La terapia deve aiutare il paziente a modificare gli assetti narcisistici, spostandoli verso un cosiddetto narcisismo sano. Il narcisismo sano si colloca in una posizione intermedia tra due estremi “disfunzionali”:

Il percorso terapeutico consiste appunto nello spostare verso il centro la percezione di sé. Questo significa lavorare su più piani.

  1. Immagine di sé: è necessario giungere a un’immagine di sé che non sia né caratterizzata da grandiosità e onnipotenza né da inferiorità e impotenza. L’immagine di sé deve essere equilibrata, in grado di rappresentare la persona come una sintesi di capacità, abilità e valori, ma anche di limiti.
  2. In ambito relazionale è necessario attuare il passaggio dagli oggetti- sé primitivi agli oggetti-sé maturi. Questo significa che l’altro con cui sono in relazione, non deve essere più percepito solo come una protuberanza della mia persona, il cui scopo è quello di rinfrancare e sostenere l’immagine di me attraverso l’ammirazione. Devo percepirlo come altro da me, come una persona con una sua storia, con sue prerogative, con suoi desideri, differenti dai miei. Stare in relazione significa reciprocità ed empatia: significa vedere il partner oltre che aspettarsi di essere visti, capire oltre che essere capiti.

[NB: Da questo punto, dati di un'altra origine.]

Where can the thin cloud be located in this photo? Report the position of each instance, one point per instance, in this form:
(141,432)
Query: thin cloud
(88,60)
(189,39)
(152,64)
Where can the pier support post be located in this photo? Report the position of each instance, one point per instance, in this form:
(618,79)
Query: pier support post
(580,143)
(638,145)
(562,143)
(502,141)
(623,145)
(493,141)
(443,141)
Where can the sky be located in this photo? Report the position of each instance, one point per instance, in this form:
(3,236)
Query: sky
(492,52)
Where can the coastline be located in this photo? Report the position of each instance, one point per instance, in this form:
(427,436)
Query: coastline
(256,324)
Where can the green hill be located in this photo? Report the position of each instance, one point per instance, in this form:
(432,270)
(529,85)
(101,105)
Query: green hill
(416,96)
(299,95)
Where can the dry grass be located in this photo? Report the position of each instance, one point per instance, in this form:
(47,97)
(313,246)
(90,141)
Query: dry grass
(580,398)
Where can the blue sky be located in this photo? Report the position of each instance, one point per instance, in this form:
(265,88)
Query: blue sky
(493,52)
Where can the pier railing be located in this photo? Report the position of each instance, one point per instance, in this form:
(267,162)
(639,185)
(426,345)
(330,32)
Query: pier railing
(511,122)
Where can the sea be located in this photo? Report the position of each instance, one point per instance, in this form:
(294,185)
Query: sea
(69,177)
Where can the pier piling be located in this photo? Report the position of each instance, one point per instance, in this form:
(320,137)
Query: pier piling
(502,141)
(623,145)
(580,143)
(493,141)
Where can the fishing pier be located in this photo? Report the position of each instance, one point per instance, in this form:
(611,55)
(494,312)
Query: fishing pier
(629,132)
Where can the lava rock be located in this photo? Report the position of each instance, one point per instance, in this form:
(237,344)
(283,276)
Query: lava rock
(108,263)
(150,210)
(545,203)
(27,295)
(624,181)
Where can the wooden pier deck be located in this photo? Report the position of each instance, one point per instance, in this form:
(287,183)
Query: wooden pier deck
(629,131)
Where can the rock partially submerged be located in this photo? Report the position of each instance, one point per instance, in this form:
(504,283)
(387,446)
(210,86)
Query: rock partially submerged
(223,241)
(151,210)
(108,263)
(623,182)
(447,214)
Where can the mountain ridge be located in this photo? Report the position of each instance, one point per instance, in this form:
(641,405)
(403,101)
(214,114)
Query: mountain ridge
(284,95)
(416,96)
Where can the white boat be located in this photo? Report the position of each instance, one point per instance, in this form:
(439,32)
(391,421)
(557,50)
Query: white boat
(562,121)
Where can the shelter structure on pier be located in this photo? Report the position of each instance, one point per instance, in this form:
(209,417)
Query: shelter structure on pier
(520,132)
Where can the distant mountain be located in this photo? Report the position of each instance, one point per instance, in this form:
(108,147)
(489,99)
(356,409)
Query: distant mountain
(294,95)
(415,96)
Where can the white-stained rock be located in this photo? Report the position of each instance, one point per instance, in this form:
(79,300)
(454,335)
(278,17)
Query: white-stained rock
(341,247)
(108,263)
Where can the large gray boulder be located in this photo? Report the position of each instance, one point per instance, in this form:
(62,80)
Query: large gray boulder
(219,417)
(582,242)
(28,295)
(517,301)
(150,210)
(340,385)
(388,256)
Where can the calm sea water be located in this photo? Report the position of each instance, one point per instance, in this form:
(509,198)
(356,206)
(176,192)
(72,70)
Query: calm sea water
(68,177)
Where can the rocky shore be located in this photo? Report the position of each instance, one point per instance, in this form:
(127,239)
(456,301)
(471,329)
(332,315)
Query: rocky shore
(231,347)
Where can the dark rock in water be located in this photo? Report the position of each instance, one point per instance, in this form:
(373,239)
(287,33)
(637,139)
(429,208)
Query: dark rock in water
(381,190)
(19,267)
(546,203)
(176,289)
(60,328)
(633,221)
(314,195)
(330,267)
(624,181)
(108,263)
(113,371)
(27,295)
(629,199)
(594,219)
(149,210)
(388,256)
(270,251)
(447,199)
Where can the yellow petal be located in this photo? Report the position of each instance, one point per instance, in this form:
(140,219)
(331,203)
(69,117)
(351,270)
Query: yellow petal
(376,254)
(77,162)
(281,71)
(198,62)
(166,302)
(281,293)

In campo relazionale è necessario, nella terapia con soggetti narcisisti, favorire il superamento dei transfert speculari e idealizzanti. I narcisisti, infatti, tendono a impostare relazioni, in cui, l’altro conferma la loro eccezionalità. Qualcosa del tipo: “Io sono grandioso e tu me lo confermi” (transfert speculare). Oppure tendono a idealizzare l’altro, facendone un soggetto grandioso, così da potere partecipare a questa grandiosità: “Tu sei speciale e io ti sono amico/a, quindi sono speciale anch’io”.

  1. Egocentrismo: i soggetti narcisisti sono intrappolati nel proprio punto di vista. Con la terapia dobbiamo favorire la loro a capacità di mettersi nei panni dell’altro e adottarne il punto di vista.
  2. Autostima: è la valutazione affettiva che una persona ha di sé. Rappresenta quanto “ci vogliamo bene”, quanto ci apprezziamo, quanto siamo contenti di noi. È necessario che la psicoterapia aiuti il soggetto a maturare un atteggiamento rivolto a sé stesso il più possibile equilibrato: né l’amore sconsiderato che oscura tutto il resto né un atteggiamento autogiudicante e ipercritico.